Однако, сквозь серые будни проглядывали иногда и лучики веселья. Проглядывали они, на первый взгляд, спонтанно, но это было, наверное, не совсем так. Уж больно вовремя они проглядывали. Вовремя — это когда военные доходили до крайней степени отупения, заучивая почти наизусть большое количество текста и длинные колонки цифр: «Физико-географические условия ведения боевых действий в районе штата Флорида. Полуостров. Протяжённость на юг — 610 км. Средняя ширина — 200 км. Крупнейшие города: Тампа, Майами, Санкт-Петербург… Южная оконечность — болота. Центральная часть — холмистая местность. Средняя высота холмов — 90 метров.

Северная оконечность — холмистая местность. Береговая линия — сильно изрезана, длина 13 560 км. Восток — мыс Канаверел (Космический центр, база ВВС). Среднегодовая температура — 26 град. Цельсия. Население — 16 млн. человек. Особенности организации связи — …». Ну и так далее… Но это же только один штат! А кроме двух Америк существуют же ещё и Европа с Азией! И Африка туда же… Вот и пухла голова у обучаемых военных. Хорошо хоть, тогда ещё не собирались в Антарктике и в Австралии воевать. Этого военные уже бы, наверное, не перенесли. И помимо физико-географических условий ведения боевых действий было ещё очень много всякого разного другого, сильно удручающего обучаемых военных. Порой только вспышки веселья выручали их. Вот сидят они, к примеру, в количестве шести человек на шести часовом семинаре по оперативному искусству и не знают уже куда спрятаться: на каждого приходится по часу ответов на различные каверзные вопросы. Ну, так получилось… Времени на семинар выделили много, а военных в этот день на семинаре оказалось мало. По разным причинам отсутствовали военные: кто в наряде, а кто приболел по случаю воспалением хитрости и подрабатывал продавцом в ларьке на другом конце города. В общем, так получилось. И рассказали уже военные любопытствующему преподавателю, согласно темы проводимого занятия о составе мотострелецких и танковых армий мирного и военного времени до мельчайших подробностей, а времени всё равно ещё остаётся очень много.
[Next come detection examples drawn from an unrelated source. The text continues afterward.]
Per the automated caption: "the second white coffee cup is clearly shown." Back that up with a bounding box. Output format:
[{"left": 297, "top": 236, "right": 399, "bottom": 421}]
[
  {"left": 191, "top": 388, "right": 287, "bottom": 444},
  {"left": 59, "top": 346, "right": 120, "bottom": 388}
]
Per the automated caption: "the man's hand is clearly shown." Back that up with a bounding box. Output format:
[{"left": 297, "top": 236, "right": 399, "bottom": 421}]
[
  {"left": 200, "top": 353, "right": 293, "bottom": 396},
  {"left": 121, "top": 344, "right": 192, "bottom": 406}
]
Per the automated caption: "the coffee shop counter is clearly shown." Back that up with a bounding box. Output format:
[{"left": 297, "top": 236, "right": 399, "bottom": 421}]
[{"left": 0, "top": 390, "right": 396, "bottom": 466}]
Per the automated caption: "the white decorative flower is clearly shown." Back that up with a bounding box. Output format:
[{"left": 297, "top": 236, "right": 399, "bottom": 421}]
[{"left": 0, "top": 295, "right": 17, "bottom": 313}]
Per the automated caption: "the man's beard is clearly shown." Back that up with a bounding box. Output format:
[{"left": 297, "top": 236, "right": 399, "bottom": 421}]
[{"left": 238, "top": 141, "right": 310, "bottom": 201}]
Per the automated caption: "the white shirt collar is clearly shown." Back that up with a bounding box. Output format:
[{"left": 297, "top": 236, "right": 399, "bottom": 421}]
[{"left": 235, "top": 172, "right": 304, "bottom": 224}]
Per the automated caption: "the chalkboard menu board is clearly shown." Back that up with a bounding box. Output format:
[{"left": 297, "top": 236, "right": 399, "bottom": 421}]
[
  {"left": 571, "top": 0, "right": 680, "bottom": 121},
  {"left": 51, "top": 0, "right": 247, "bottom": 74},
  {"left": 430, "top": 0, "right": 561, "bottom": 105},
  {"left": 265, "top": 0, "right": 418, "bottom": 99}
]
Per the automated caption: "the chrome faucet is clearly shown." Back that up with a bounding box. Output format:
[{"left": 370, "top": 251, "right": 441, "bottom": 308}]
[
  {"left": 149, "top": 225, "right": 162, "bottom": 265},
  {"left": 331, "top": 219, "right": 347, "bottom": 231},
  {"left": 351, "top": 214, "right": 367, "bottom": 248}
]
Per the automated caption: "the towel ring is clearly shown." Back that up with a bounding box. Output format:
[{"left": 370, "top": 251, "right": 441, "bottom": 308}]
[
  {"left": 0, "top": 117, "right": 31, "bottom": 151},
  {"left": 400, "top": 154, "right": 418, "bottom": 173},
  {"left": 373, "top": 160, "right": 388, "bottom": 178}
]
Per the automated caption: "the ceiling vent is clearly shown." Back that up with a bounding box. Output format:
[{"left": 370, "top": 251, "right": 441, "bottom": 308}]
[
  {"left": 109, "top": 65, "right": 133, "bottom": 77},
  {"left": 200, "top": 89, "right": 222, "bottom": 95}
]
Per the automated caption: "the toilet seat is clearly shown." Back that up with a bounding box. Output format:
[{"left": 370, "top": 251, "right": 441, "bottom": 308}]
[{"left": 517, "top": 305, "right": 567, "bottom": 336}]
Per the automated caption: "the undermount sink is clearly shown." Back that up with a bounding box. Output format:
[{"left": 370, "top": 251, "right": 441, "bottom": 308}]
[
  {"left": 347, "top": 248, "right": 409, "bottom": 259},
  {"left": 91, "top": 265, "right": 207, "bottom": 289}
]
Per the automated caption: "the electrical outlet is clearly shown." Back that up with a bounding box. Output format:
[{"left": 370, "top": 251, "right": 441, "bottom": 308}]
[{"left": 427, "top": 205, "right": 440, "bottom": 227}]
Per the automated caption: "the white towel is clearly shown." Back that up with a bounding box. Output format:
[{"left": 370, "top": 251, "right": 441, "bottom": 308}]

Целых два часа. И тут, видимо, дабы продлить себе удовольствие и выдержать временные рамки, установленные расписанием, решил вдруг мудрый преподаватель поинтересоваться составами дивизий, которые военные должны были помнить ещё с училищ. Зря он это сделал. Он и сам потом это понял и очень переживал о своём необдуманном поступке. Но, что сделано, то сделано.

— Ну, что же ещё есть в этой грёбанной дивизии, едрит её и раскудрит? — с усталой обречённостью вопрошал выжатый как лимон препод очередного обливающегося потом майора.

— Инженерно-саперный батальон, товарищ полковник.

— Ну наконец-то… Доложите состав управления инженерно-саперного батальона.

— Командир, заместитель, начальник штаба, замполит…

— А ещё кто там есть?

— Начальник автослужбы.

— Правильно. А ещё?

— Помощник начальника автослужбы.

— Тоже правильно. А ещё?

— Ну, наверное, там есть ещё начальник автослужбы.

— Вне всякого сомнения. И это всё?

— Да нет, есть там ещё помощник начальника автослужбы.

— Хорошо. Ну а ещё есть там кто-нибудь в этом управлении инженерно-саперного батальона? Кто там ещё осуществляет управление?

— А ещё, товарищ полковник, там есть начальник автослужбы…

— Да-да, в этот раз правильно говорите, есть там ещё и такой… А кто находится у него в подчинении?

— Наверное, помощник…

— Правильно. Только должность надо полностью называть — помощник начальника автослужбы! Ну так что?

— Помощник начальника автослужбы, товарищ полковник!

— Правильно. Только он не полковник, а капитан… В смысле, должность у него капитанская.

— Но Вы же полковник…

— А при чём здесь я? Я старший преподаватель кафедры оперативного искусства. Полковник. А он капитан. Помощник начальника автослужбы. А Вы про него: «Товарищ полковник!» Рано ему ещё папаху примерять. Пусть ещё послужит!

— Ну и пусть себе служит…

— Кто?

— Да этот, как его… Ну, капитан этот. Молодой он, наверное, ещё.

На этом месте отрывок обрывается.